Shortly after Holly Suzanne Courtier set out on a hike in Utah’s Zion National Park nearly two weeks ago, she injured her head on a tree with a blow so disorienting that she could not seek help or stray far. But she survived by staying near water until Sunday, when help found her.
Ms. Courtier’s daughter, Kailey Chambers, provided that account to reporters on Monday in an email that described her mother’s ordeal in the vast wilderness, which started with her disappearance on Oct. 6 and ended with her rescue on Sunday.
“She was without food the entire time in Zion,” Ms. Chambers said in the statement, emailed by a family friend, Kelley Kaufman White. “She was unable to take more than a step or two without collapsing. This prevented her from being able to seek out help. She told me she was so dehydrated she couldn’t open her mouth.”
Ms. Chambers said she visited her mother on Monday while she was getting medical care. “She is getting her strength back and hydrating,” she said. “She is still weak but recovering. She has been getting fluids because she was extremely dehydrated. And we are slowly introducing foods. Her health remains our top priority.”
Ms. Courtier went missing on Oct. 6, after getting off a shuttle bus at the Grotto bus stop in the park. Her family said in a statement on Sunday that they were “overjoyed” that she had been found safely.
The statement on Monday filled in some of the blanks in the story of what happened to Ms. Courtier, 38, whose disappearance prompted a search by officials from the Washington County Sheriff’s Office, park rangers and emergency service teams. Volunteers also joined the effort, and teams used drones and canine units, the National Park Service said in a series of statements about their efforts to locate her.
The authorities had said that a park visitor reported seeing her, but they did not say exactly where, or how far she had gone into the vast park.
“We would like to thank the rangers and search teams who relentlessly looked for her day and night and never gave up hope,” the family said on Sunday. “We are also so grateful to the countless volunteers who were generous with their time, resources and support.

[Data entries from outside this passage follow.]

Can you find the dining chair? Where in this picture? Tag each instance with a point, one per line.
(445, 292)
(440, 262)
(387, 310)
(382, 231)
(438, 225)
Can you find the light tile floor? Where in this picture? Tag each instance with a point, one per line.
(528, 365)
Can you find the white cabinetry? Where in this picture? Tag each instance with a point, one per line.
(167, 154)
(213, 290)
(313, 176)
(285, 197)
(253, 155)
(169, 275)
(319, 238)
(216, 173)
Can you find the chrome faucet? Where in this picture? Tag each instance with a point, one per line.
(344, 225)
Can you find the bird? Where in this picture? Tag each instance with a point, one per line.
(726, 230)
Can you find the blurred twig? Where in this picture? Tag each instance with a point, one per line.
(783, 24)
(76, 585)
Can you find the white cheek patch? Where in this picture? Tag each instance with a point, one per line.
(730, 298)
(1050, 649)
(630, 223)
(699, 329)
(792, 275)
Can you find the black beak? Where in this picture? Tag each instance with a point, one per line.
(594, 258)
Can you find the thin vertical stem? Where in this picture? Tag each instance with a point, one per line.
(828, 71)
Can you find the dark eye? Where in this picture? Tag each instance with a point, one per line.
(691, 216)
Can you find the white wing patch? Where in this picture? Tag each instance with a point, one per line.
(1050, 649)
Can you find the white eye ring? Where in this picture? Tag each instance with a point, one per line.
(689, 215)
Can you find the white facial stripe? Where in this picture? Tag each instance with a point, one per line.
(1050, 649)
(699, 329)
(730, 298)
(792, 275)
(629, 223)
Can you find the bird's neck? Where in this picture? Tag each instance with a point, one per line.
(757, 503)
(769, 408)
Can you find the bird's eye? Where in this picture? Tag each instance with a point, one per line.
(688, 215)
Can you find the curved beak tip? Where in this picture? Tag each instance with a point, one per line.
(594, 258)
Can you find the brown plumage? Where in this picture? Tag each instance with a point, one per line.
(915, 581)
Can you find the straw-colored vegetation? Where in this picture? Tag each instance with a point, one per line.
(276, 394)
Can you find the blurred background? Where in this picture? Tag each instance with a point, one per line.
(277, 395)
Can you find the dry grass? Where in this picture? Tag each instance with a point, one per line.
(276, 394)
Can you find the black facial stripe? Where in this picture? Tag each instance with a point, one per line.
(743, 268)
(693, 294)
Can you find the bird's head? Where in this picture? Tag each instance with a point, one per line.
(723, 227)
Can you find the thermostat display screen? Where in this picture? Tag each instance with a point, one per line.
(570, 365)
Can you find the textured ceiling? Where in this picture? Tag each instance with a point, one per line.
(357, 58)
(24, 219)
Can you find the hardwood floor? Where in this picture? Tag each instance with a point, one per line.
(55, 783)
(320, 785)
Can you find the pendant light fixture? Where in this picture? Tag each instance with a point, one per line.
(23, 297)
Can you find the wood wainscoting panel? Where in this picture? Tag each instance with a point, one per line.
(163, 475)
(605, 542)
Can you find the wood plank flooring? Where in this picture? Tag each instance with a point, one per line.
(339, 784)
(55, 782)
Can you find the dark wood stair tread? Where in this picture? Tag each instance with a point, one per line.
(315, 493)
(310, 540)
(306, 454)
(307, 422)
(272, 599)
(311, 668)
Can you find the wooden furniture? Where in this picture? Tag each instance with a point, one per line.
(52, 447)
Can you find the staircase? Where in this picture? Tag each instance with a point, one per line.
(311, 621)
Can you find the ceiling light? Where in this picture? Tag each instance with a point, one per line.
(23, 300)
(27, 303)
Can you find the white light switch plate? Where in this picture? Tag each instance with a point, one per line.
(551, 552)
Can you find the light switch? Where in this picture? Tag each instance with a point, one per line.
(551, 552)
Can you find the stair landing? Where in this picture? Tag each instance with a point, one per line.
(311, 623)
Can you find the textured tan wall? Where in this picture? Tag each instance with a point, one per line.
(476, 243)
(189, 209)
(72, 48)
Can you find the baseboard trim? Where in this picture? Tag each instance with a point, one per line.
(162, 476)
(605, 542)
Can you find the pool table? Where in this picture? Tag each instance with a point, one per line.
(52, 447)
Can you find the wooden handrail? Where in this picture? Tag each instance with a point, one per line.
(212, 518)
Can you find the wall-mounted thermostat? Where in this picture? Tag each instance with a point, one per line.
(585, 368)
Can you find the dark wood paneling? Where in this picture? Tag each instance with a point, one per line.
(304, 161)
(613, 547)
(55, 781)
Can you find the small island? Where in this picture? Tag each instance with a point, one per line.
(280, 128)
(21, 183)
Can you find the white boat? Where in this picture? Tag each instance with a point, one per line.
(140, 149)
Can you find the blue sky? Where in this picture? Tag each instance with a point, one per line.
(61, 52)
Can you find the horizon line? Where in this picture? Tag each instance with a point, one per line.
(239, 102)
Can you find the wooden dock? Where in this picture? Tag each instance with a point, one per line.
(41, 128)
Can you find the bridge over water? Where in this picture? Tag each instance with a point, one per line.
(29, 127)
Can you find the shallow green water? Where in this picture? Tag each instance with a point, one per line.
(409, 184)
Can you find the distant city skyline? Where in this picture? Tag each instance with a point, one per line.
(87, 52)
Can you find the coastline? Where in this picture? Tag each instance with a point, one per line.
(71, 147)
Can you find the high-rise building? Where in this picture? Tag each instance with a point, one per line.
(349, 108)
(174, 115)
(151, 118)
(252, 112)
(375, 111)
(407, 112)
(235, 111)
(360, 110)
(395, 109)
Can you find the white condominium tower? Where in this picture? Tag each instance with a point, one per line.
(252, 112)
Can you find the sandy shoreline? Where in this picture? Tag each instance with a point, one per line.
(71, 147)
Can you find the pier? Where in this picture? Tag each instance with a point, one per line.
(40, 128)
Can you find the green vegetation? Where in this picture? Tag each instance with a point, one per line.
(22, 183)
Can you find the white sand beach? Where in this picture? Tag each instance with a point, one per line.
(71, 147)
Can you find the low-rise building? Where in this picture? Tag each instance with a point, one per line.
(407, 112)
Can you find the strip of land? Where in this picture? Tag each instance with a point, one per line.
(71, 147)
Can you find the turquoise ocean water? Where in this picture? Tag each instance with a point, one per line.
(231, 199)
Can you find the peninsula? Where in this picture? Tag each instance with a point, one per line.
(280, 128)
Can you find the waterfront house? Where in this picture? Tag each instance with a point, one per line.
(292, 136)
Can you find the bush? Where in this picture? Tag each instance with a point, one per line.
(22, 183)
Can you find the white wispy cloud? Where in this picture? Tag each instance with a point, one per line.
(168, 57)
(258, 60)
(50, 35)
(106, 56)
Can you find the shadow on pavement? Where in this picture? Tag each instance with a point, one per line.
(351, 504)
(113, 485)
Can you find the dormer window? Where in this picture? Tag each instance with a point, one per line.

This wouldn’t have been possible without the network of people who came together.”
Ms. Courtier got off the shuttle bus at the Grotto stop between 1 and 1:30 p.m. on Oct. 6, the park service said. She was reported missing two days later, the service said.
Park officials and rescue teams did not immediately reply to calls and emails seeking information about the circumstances of finding Ms. Courtier or other details of her survival, such as how she found shelter and food.
Nancy Hachmeister, a volunteer who joined a search and rescue team with her 6-year-old German shepherd, Hanna, combed an area near the campgrounds of the park, using a cut-up T-shirt that Ms. Courtier had in her car as a scent item to guide the dog.
Four other dog teams from her volunteer organization, Utah Search Dogs, a nonprofit organization in Brigham City, fanned out to help. But their efforts seemed to lead only to dead ends, such as when Ms. Hachmeister and her dog climbed a hillside on Friday to examine a blue object.
“It was a rock,” she said. “It was kind of grayish and it did look blue from a distance.”
Ms. Courtier’s family could not be reached for further comment. A GoFundMe campaign that was set up after she went missing raised $10,000 for her rescue. It said that Ms. Courtier had no phone with her and had told no one of her plans.
It was updated on Sunday after Ms. Courtier was found, saying she needed medical care and had no insurance.
On Saturday, her daughter, Ms. Chambers, told CNN that her mother was an experienced, fit hiker, capable of handling the rugged trails of the park. “This was her dream, to see national parks,” Ms. Chambers said. She said that her mother had just lost her job as a nanny.
“She made that a positive thing — said that gave her the time to get out, see the parks,” Ms. Chambers said.
Known for its canyons and waterfalls, Zion National Park is spread across more than 148,000 acres in Washington, Iron and Kane Counties in southwest Utah.
More than four million people visit the park each year, according to the National Park Service, which said on its website that, in the past year, teams had searched for missing people in about two dozen national parks. People usually go missing because they become disoriented, lost, injured or their disappearance is voluntary or the result of a crime, the service said.